CS 261, Spring 2023, Practice Problem Set 9

  1. Find the suffix arrays for the three words toot, beveled, and pellmell (Include the end-of-string character, as in the lecture slides. Just list the positions of each suffix in the array; do not include the precomputed LCP information for fast searching. You do not have to go through the steps of the linear-time construction algorithm.)

  2. Find a string \(s\) of six symbols from the two-symbol alphabet \(\{0,1\}\) (plus the end-of-string character $) such that the suffix tree of \(s\\)\) has only ten nodes in it. (Hints: for the suffix tree to be this small, every non-leaf node must have exactly three children. And for a non-leaf node to have a child starting with the symbol $, the substring that it represents must be a suffix of \(s\).)

  3. Suppose that we are using a union-find structure for a family of disjoint sets of elements that have a total ordering (that is, we can compare any two elements and determine which one is smaller, in constant time). We wish to modify the find\((x)\) operation so that, instead of returning an arbitrary member of the set containing \(x\), it always returns the smallest member. Describe a way of performing this modification with the same time per operation (in terms of its \(O\)-notation) as the original union-find data structure.

    (Hints: It does not work to change which node gets linked to which in a union in order to make the minimum element be the root of the tree for its set. The reason it doesn't work is that doing this would interfere with the union-by-size property used in the analysis of the data structure. Instead, find a way of adding extra information to the tree nodes, without changing the connectivity of the tree, that can be maintained quickly in a union operation and allows the find operations to return the correct values.)

  4. Suppose that we want to make the union-find data structure partially persistent. We cannot use the path compression analysis, because that uses amortization, which does not work well with persistence. And we cannot directly use path copying persistence, because there are too many starting points for query paths (one for each different set element).

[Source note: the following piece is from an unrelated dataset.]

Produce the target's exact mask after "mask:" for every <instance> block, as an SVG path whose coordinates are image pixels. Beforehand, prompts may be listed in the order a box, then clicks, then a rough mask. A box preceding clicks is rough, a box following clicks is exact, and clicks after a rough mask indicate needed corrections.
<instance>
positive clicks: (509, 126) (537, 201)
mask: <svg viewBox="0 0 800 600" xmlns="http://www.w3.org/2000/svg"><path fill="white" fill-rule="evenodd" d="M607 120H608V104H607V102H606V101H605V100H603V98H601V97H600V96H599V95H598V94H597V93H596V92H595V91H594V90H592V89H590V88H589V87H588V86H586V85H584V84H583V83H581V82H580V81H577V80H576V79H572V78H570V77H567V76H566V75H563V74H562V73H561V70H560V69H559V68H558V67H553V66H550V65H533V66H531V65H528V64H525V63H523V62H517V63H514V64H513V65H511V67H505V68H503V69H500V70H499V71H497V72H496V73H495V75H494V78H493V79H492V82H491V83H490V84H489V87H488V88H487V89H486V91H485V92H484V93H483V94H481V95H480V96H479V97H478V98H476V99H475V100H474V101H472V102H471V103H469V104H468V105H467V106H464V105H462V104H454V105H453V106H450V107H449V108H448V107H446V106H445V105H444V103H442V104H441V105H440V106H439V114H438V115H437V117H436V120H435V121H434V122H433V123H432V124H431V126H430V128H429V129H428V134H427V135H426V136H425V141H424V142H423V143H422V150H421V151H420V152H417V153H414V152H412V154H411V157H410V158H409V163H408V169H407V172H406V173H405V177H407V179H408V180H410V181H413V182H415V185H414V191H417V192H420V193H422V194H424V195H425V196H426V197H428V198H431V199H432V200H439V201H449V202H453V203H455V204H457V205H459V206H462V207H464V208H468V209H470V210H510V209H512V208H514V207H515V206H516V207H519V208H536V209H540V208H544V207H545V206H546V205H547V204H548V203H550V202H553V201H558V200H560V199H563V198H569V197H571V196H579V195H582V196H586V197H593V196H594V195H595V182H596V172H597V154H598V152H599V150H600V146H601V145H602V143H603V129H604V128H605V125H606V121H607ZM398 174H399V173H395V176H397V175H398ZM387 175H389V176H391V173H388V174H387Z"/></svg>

    Instead of using fat nodes, it is possible to obtain a partially persistent structure by using union by size (without path compression), keeping only one parent pointer per node (non-persistently), and recording for each node a timestamp of the update that first changed its parent pointer from None to another parent. Describe how to perform a find query in this structure. Your query should take as arguments the element on which to perform the find, and the timestamp of a version of the structure to be queried.